Histórias anfêmeras: amores, papos e subversão #1

A atração por alguém pode surgir nas situações e lugares mais inesperados e improváveis. Quando menos se espera, ali do lado pode estar o amor da sua vida ou ao menos uma paixãozinha despretensiosa. Eu mesma, vivo encontrando amores nos ônibus, que duram até o meu ponto de desembarque. Esse aliás, é um lugar propício às “crushadas”. A imensidão de gente no transporte coletivo pode ser o lugar perfeito para encontrar um par. Mas desta vez, não foi meu coração que disparou por alguém. Pelo menos, não de forma romântica.
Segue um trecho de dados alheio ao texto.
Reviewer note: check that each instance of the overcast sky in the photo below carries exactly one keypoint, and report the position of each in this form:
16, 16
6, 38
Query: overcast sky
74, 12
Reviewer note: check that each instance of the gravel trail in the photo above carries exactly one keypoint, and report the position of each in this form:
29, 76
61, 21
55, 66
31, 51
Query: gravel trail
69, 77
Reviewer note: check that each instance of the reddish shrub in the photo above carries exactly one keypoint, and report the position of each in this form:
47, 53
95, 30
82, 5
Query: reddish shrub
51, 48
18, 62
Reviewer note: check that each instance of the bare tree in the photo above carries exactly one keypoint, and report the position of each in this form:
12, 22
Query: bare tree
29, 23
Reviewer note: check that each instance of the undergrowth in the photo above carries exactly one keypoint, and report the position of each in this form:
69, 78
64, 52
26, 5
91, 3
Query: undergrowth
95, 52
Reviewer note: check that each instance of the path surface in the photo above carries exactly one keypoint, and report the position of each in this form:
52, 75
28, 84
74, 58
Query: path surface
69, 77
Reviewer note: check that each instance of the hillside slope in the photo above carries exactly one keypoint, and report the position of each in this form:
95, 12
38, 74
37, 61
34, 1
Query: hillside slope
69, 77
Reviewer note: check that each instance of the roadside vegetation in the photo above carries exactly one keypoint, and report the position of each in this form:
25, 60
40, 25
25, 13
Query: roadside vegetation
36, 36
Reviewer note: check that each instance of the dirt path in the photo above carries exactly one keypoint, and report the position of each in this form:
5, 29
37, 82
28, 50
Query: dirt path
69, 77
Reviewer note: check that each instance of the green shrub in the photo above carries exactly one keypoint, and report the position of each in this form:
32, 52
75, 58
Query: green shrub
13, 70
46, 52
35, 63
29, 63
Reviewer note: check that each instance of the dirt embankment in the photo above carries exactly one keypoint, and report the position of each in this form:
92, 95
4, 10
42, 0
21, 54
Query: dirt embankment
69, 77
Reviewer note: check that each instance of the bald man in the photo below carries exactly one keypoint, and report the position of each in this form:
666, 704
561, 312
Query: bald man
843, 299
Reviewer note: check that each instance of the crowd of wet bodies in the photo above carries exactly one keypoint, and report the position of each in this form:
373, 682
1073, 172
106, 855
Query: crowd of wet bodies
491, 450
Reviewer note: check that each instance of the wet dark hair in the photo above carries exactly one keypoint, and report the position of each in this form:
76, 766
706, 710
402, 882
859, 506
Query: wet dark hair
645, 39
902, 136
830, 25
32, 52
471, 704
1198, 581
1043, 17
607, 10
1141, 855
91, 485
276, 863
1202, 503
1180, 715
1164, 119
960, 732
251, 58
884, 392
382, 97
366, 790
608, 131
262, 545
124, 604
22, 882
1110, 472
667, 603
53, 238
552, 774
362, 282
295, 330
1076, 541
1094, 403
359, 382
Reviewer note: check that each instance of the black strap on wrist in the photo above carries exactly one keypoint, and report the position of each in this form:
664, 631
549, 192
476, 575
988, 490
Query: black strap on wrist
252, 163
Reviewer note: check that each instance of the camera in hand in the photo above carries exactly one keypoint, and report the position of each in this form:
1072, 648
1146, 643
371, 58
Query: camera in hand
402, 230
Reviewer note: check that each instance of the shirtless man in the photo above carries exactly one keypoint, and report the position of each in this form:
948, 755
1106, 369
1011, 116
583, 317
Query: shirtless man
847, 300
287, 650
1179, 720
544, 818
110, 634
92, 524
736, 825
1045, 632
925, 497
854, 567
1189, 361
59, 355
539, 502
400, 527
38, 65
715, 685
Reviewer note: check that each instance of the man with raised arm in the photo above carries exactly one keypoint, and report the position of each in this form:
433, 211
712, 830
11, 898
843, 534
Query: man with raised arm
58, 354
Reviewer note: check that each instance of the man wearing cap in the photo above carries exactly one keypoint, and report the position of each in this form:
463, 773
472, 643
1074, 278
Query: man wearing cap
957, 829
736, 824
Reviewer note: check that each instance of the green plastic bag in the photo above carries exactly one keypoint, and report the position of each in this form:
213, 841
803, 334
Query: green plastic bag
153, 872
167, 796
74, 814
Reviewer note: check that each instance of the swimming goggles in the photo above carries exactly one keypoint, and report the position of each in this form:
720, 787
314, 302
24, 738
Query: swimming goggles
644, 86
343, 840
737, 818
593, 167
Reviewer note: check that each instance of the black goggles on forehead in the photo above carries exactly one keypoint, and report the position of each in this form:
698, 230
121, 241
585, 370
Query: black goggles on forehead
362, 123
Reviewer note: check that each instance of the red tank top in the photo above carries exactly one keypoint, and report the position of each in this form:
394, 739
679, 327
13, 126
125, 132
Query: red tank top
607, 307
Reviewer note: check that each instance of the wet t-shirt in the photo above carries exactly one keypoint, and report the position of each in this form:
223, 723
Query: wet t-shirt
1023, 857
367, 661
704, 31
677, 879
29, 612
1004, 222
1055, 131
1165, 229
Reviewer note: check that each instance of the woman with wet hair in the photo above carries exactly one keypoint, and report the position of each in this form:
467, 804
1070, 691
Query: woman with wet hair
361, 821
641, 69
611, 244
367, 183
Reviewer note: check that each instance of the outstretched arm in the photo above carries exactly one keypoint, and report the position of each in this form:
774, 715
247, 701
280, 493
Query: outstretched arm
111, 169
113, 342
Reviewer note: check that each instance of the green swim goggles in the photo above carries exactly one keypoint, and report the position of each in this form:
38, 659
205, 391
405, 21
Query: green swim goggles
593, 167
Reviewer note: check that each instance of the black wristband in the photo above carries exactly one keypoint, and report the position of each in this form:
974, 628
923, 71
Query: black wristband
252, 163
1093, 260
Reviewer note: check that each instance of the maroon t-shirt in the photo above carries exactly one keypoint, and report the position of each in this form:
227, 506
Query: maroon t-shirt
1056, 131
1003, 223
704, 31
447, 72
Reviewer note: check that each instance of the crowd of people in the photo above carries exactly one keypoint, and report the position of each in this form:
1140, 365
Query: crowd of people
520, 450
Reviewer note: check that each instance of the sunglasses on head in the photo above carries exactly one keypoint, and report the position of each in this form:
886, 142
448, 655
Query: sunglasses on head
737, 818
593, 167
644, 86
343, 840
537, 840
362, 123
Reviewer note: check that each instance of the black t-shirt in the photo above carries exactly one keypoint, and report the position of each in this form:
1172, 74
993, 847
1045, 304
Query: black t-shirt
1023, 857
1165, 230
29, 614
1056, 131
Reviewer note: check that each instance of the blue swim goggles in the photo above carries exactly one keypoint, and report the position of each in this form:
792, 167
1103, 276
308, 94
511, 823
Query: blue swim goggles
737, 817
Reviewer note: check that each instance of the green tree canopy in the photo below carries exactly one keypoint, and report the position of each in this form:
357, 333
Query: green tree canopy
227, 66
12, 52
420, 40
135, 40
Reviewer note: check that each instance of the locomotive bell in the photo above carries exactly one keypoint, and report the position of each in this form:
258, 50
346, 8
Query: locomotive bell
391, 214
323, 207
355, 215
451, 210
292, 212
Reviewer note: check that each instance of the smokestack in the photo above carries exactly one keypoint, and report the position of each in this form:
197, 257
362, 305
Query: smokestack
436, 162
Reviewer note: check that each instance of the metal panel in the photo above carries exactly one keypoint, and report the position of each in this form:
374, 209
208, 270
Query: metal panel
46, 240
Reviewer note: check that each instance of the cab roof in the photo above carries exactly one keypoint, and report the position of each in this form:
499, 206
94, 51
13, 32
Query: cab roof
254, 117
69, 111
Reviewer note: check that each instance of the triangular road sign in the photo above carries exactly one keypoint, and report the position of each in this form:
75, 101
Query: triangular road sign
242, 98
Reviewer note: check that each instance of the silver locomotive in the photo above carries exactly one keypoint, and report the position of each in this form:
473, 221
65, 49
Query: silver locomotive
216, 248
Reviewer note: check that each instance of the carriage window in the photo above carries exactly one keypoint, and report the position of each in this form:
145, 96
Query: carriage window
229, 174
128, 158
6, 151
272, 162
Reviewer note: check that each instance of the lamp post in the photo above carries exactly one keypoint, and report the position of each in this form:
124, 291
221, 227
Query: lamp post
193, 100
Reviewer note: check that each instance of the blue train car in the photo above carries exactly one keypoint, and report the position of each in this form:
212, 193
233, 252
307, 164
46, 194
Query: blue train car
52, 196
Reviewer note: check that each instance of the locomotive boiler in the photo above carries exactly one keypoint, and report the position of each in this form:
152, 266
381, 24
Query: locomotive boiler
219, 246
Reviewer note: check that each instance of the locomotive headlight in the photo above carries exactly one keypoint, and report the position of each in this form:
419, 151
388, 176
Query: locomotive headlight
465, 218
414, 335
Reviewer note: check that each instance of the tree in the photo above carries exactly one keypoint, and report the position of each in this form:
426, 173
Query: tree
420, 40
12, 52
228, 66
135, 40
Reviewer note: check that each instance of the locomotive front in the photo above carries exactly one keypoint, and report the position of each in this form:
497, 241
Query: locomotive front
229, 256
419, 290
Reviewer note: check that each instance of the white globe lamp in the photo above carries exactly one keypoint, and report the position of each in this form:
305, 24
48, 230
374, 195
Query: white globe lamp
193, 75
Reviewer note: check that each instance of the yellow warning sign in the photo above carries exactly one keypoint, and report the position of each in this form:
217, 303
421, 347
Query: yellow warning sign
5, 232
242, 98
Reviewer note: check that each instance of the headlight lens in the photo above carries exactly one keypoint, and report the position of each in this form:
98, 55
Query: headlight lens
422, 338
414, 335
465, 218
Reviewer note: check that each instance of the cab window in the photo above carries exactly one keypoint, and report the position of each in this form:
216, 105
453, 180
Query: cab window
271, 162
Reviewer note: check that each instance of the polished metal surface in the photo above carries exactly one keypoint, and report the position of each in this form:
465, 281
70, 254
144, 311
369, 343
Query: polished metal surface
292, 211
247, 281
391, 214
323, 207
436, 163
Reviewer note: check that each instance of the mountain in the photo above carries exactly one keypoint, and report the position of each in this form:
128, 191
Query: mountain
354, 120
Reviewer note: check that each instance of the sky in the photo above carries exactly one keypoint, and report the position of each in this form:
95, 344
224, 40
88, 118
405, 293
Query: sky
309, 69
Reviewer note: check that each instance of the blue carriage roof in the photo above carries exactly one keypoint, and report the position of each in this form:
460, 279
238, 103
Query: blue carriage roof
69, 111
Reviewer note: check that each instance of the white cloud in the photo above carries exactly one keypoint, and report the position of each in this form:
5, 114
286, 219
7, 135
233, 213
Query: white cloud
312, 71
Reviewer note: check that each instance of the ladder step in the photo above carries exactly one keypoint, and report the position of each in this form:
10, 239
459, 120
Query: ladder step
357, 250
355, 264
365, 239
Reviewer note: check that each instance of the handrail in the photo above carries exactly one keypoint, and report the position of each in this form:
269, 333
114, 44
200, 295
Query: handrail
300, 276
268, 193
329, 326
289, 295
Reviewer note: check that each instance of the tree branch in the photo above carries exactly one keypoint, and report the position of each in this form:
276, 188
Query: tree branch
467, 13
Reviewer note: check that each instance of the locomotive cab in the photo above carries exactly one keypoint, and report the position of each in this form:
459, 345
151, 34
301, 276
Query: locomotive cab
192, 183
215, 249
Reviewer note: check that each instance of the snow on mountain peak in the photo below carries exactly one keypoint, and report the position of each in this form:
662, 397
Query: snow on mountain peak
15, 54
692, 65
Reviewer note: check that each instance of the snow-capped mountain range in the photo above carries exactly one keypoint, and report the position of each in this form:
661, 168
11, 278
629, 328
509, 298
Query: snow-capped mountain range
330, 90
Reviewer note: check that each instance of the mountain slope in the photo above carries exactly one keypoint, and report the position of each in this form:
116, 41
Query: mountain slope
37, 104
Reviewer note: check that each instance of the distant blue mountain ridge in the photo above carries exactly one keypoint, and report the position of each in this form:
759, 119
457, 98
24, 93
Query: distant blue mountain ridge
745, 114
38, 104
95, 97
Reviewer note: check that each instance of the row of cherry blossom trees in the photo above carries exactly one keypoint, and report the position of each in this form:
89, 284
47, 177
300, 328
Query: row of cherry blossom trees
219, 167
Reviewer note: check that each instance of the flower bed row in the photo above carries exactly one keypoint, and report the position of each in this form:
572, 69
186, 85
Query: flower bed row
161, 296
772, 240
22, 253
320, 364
Era tarde de sábado e o ônibus estava relativamente cheio e os terminais surpreendentemente movimentados, com vendedores ambulantes, pessoas transitando e homens fardados. Ao meu lado, dentro do coletivo, havia uma mulher. Ela carregava refrigerante e latinhas de cerveja na sacola plástica transparente. Posicionada em frente à porta, estava de cara com um rapaz que lhe lançava olhares desde que entrara no ônibus. Ela retribuía com um sorriso tímido no canto da boca.

Em uma das estações de parada, o clima de flerte foi interrompido por um grito. Da janela se via o vulto do cassetete estralar nas costas de um homem. Não se sabe quem era a pessoa ou o motivo da abordagem. Mas, através do vidro do ônibus, ninguém havia testemunhado resistência ou reação contra a PM. Então, o ato de opressão e abuso de poder foi logo questionado pelos usuários do transporte coletivo.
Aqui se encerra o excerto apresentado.